REPORTAGE. En attendant de lancer la construction de son usine en Gironde et de boucler une levée de fonds décisive, Flying Whales continue de peaufiner les composants de son futur dirigeable géant. À commencer par ses moteurs électriques testés à Bayonne.Soudain, l’hélice, filmée par une caméra, se met à tourner. Et les visages s’ornent d’un sourire. Celui de Vincent Guibout, directeur général de Flying Whales, au premier chef : « C’est toujours un grand moment de voir des parties de notre futur dirigeable fonctionner. Nous avons huit bancs d’intégration pour tester l’ensemble du dirigeable, en France et au Québec.

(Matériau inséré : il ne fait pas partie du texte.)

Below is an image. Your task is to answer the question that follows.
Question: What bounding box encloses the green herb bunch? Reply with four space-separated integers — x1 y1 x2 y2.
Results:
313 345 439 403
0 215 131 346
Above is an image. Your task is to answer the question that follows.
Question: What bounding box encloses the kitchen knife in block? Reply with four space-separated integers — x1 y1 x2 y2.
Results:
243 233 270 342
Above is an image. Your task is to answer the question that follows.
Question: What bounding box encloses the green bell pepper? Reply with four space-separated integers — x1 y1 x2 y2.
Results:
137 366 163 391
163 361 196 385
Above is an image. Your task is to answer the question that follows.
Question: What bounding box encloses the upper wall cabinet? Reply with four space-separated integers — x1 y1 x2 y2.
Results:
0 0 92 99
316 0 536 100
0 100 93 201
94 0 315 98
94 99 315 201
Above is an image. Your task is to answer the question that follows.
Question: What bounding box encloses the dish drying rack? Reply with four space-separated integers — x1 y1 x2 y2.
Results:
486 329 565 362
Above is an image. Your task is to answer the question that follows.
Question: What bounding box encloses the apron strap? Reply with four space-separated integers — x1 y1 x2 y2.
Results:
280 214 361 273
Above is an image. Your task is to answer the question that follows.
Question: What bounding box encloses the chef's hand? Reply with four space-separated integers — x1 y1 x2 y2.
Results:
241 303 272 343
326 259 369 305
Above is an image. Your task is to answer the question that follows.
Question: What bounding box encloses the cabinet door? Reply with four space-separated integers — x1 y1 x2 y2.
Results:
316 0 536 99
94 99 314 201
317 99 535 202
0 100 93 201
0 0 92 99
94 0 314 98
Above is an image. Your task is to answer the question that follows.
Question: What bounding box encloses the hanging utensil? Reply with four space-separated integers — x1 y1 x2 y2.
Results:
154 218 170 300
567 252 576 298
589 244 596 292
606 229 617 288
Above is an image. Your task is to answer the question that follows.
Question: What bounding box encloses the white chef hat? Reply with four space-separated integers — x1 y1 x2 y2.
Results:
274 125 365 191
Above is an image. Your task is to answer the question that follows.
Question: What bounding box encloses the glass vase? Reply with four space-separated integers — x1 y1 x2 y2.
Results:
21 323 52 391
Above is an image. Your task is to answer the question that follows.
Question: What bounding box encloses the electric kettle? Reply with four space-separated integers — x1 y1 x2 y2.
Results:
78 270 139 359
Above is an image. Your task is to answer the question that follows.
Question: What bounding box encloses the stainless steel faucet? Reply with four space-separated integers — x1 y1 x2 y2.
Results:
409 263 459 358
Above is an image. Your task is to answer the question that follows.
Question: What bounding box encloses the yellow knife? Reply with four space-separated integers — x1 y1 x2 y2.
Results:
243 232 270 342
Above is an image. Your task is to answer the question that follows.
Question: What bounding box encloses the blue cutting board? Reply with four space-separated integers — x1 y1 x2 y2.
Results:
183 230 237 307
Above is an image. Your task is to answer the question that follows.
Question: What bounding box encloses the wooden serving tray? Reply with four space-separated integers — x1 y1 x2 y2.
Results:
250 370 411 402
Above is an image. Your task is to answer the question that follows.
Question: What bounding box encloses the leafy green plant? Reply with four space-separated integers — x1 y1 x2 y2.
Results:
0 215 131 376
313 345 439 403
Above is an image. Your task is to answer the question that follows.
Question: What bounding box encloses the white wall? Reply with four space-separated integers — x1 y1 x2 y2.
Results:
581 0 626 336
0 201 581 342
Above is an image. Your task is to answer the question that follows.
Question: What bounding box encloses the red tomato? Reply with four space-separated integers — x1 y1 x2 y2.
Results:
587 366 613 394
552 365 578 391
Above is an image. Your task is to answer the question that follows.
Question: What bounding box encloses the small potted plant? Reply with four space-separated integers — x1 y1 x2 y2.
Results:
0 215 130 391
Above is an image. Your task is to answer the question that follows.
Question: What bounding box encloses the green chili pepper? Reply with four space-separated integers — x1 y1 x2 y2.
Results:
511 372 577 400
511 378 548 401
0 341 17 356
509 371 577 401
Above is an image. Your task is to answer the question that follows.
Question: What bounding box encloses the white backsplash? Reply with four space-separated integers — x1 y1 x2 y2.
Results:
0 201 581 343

Ici, à Bayonne, nous testons notre propulseur électrique de 250 kilowatts, à comparer aux 50 à 100 kilowatts des moteurs d’une voiture électrique. C’est un concentré de technologies unique en France et dans le monde, mis au point avec nos partenaires », explique-t-il, venu du siège de Suresnes (Hauts-de-Seine) pour l’occasion.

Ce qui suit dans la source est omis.